“If all you can do is to be kind to yourself for five minutes, even one minute, a day, do it. Rejoice in those five minutes.” My counselor sat across from me in her small office with the soft yellow light. I thought about her curly hair and about her baby on the way.
“I’ll try,” I said, standing. “But what the heck does that actually look like?”
I went home to my little house in Villa Heights. Despite its elegant name, my hood knows only two dances: down-home two-step, or the fast-foot-shuffle-from-the-fuzz. Grabbing a shovel, I walked out into the yard, inhaled the warm air, and stared at the evidence of someone else’s neglect: the azaleas overtaken by ivy; the back-broken, barbed-wire fence; the trees with dislocated limbs. I cannot do this by myself, I thought, feeling small and alone, not knowing where to start.

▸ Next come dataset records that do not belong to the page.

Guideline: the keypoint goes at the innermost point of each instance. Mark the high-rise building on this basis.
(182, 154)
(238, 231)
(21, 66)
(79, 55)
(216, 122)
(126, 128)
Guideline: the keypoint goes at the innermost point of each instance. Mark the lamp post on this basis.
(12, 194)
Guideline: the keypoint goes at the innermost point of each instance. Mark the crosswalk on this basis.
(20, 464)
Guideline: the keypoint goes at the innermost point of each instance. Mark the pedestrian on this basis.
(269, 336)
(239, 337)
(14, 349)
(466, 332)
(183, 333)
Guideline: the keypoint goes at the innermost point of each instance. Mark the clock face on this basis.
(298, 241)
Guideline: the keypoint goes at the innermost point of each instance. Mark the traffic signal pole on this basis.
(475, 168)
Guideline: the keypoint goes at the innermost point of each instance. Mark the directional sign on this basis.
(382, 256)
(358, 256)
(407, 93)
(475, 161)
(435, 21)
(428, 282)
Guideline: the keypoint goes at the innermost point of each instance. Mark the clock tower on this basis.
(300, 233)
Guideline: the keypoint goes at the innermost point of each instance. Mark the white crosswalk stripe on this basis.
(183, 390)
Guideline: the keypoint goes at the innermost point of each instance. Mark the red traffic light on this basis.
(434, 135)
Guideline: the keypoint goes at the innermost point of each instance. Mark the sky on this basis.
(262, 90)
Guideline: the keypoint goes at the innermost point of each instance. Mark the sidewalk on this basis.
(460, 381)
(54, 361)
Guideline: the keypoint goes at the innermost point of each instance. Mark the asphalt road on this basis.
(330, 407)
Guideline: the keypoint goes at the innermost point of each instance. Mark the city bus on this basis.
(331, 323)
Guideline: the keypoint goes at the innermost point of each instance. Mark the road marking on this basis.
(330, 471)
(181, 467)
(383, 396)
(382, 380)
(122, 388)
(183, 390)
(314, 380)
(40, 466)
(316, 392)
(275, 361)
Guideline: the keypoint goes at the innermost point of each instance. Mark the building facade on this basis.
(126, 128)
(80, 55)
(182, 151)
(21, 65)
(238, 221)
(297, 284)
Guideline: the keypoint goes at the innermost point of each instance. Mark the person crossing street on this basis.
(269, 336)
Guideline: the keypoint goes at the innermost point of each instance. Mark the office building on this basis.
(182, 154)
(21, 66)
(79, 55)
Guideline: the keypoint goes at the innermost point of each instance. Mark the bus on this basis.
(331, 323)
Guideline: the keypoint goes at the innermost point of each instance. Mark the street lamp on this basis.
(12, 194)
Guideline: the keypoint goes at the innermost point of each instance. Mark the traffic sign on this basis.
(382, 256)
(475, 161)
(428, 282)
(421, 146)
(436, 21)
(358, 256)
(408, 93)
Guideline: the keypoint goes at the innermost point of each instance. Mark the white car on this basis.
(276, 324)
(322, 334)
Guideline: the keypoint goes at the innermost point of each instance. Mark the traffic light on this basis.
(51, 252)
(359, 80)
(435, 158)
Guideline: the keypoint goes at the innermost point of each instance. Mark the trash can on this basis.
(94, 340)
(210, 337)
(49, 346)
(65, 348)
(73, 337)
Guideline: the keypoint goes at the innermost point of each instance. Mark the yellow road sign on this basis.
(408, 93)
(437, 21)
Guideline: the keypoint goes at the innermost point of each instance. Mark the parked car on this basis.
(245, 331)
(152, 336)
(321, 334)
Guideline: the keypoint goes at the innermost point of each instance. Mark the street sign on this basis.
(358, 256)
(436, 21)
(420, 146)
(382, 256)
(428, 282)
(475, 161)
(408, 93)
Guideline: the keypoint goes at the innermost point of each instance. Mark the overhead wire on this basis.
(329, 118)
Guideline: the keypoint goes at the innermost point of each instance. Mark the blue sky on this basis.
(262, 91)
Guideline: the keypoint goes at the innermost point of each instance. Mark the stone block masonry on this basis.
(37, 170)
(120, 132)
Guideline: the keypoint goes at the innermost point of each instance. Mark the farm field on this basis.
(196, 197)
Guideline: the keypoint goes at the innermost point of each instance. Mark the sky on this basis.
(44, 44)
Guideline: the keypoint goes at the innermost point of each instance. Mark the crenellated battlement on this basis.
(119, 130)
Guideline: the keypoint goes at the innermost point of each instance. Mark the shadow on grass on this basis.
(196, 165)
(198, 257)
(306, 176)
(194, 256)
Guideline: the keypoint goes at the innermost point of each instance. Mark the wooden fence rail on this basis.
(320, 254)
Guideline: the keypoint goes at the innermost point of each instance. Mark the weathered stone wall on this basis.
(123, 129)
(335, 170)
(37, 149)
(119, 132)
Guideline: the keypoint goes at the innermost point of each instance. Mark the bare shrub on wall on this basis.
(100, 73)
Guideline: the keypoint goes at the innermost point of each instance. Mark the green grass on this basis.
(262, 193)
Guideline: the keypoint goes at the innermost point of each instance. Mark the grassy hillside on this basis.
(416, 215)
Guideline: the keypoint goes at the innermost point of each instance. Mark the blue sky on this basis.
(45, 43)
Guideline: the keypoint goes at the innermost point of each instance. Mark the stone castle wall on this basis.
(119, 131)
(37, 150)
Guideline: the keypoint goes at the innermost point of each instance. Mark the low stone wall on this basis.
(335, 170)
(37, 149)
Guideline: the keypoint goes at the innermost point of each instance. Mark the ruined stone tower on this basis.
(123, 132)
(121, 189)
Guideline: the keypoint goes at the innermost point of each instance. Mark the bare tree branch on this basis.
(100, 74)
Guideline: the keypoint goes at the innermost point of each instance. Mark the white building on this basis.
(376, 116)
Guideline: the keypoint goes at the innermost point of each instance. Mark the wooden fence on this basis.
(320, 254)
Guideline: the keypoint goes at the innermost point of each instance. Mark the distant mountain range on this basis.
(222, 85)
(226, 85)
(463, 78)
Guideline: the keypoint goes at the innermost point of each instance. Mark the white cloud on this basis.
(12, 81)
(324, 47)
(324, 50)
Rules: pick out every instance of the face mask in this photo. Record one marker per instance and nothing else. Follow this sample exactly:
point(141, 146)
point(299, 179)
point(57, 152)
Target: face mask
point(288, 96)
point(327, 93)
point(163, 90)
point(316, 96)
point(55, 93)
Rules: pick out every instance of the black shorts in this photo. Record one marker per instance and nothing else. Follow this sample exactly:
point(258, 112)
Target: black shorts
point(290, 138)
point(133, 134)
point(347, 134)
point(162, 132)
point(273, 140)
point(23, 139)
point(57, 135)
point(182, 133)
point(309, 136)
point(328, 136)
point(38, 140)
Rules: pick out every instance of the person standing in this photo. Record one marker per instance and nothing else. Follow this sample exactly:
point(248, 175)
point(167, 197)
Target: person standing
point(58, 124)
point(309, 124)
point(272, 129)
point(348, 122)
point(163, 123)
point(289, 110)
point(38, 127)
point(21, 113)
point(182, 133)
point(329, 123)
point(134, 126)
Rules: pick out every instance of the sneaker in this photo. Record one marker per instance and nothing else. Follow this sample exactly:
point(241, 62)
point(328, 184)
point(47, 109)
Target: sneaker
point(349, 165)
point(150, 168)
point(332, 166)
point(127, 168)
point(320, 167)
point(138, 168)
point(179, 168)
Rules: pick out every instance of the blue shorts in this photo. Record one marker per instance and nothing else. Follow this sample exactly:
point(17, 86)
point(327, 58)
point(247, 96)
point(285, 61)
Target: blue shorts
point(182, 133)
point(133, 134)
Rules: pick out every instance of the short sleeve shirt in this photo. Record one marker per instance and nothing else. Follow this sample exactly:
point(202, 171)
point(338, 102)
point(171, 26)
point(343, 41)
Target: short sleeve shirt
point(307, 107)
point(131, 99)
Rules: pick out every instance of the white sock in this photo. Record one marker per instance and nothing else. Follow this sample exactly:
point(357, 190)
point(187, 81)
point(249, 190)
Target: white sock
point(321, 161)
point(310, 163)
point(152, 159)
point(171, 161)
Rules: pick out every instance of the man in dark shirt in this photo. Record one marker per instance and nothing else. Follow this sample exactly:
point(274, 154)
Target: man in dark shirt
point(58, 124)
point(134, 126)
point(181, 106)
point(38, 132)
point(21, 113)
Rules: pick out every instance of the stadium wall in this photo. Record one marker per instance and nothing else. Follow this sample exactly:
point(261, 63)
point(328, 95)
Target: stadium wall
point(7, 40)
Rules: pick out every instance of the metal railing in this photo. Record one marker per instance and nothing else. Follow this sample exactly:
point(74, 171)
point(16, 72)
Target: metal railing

The Apostle Paul wrote a letter to some Romans (chapter 8, verses 22–27) who believed that Jesus was just the man for such jobs. He compared the earth to a woman groaning in labor. What does a mother want when she is in labor? Deliverance from pain—and the joy and relief that comes when the anticipated one finally arrives.
Paul said our souls groan in the same way. We ache for secret longings; for someone to deliver us from pain; for joy, for relief. Jesus lived and conquered death for one reason: that we would believe that he is real and that he will do what he said he will do … rescue us.
So we work, and we wait.
In this in-between time, Paul said that Jesus’ spirit translates our groaning and desperation into words we can’t express on our own. As I sliced the earth in my front yard with the shovel blade, I thought about how five minutes of kindness might be a similar kind of prayer. Why uproot lies and replant kindness? Why clear ivy, mend fences, or reset bones? This blog is an invitation to take up the task of tending to your soul—even if for five minutes of beauty a day—until the anticipated one finally arrives. This is a place where you can start replanting.